Asked about his attitude to nature, Mr. K said: ‘Now and then I like to see a few trees on coming out of the house particularly because they achieve such a special degree of reality by looking so different according to the time of day and season. Also, as time goes on, we city dwellers get dazed by never seeing anything but use-objects, such as houses and railways which, if unoccupied, would be empty, if unused, meaningless. Our peculiar social system allows us to regard even human beings as such use-objects; and so trees, at any rate for me, since I am not a carpenter, have something soothingly independent about them, outside myself, and as a matter of fact I hope that for carpenters, too, they have something about them which cannot be put to use’ (Brecht 1961: 110).

Environmental ethics as an autonomous academic field, however, began only around 1970, as the threat to the natural livelihood of humans from pollution and ecological destruction became obvious. It was only then that the scientific exploration of complex natural systems (ecology and ecosystem research) and interactions between ecosystems and economies had progressed far enough so that arguments from environmental ethics could now also be backed up scientifically. Resource ethics especially, but also landscape ethics, experienced an immense upswing in the context of ‘ecological ethics’.

This development was accompanied by a strong change of public awareness towards a distinct environmental consciousness. For the first time the green movement was able to articulate its protest against the destruction and the blight of the natural environment by founding green parties. Many of them were elected into their national parliaments and so could work politically.

At that time it became very obvious to many people around the globe, that the reflection on the relationship between humans, society and nature should be an integral part of all ethics. Animal protectionists could now exert their concern for better protection of sentient animals more effectively: this pertained to the treatment of animals in agriculture (animal husbandry) and in research (animal experiments), but also included an understanding that the continuing (danger of) extinction of species (birds, whales, big apes, etc.) needed to be stopped. The demand for the ethically appropriate treatment of animals and for the protection of endangered species, as well as significant ecosystems (e.g. tropical rainforests) that contribute to the world climate as well as providing a habitat, became unmistakable.

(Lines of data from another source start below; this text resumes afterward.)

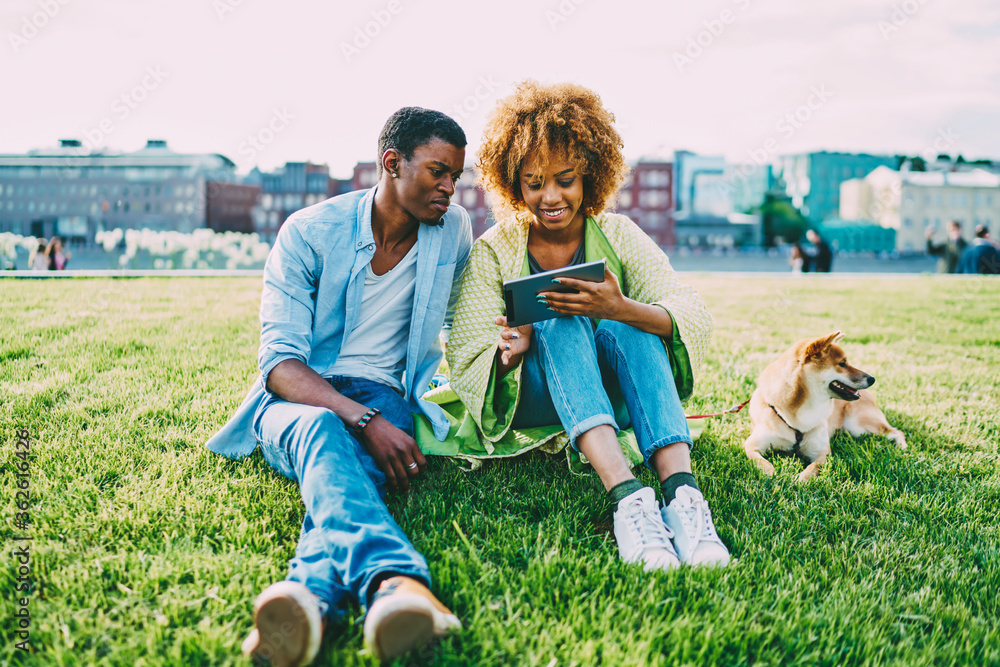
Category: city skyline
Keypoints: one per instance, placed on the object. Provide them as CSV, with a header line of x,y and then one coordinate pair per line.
x,y
744,79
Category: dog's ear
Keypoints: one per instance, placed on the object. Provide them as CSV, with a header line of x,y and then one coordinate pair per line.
x,y
818,346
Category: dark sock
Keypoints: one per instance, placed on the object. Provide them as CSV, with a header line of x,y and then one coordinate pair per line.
x,y
626,488
674,482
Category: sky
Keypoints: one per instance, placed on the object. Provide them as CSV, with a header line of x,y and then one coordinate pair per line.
x,y
264,82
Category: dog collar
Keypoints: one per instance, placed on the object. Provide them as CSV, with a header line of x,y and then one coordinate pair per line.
x,y
798,434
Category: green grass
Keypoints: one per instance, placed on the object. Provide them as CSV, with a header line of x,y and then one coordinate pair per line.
x,y
149,550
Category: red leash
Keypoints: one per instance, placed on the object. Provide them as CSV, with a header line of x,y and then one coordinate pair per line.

It is clear that a conflict within environmental ethics between an anthropocentric and a physiocentric ethics was bound to happen. How are the particular interests of humans and animals (plants, biotopes, species, etc.) to be ethically weighed against each other? In which cases do the interests of humans have to take second place to the interests of other living beings? Environmental ethicists have not only to assert their demands against economic and social interests but also to crusade in internal conflicts for the ‘right’ environmental ethics.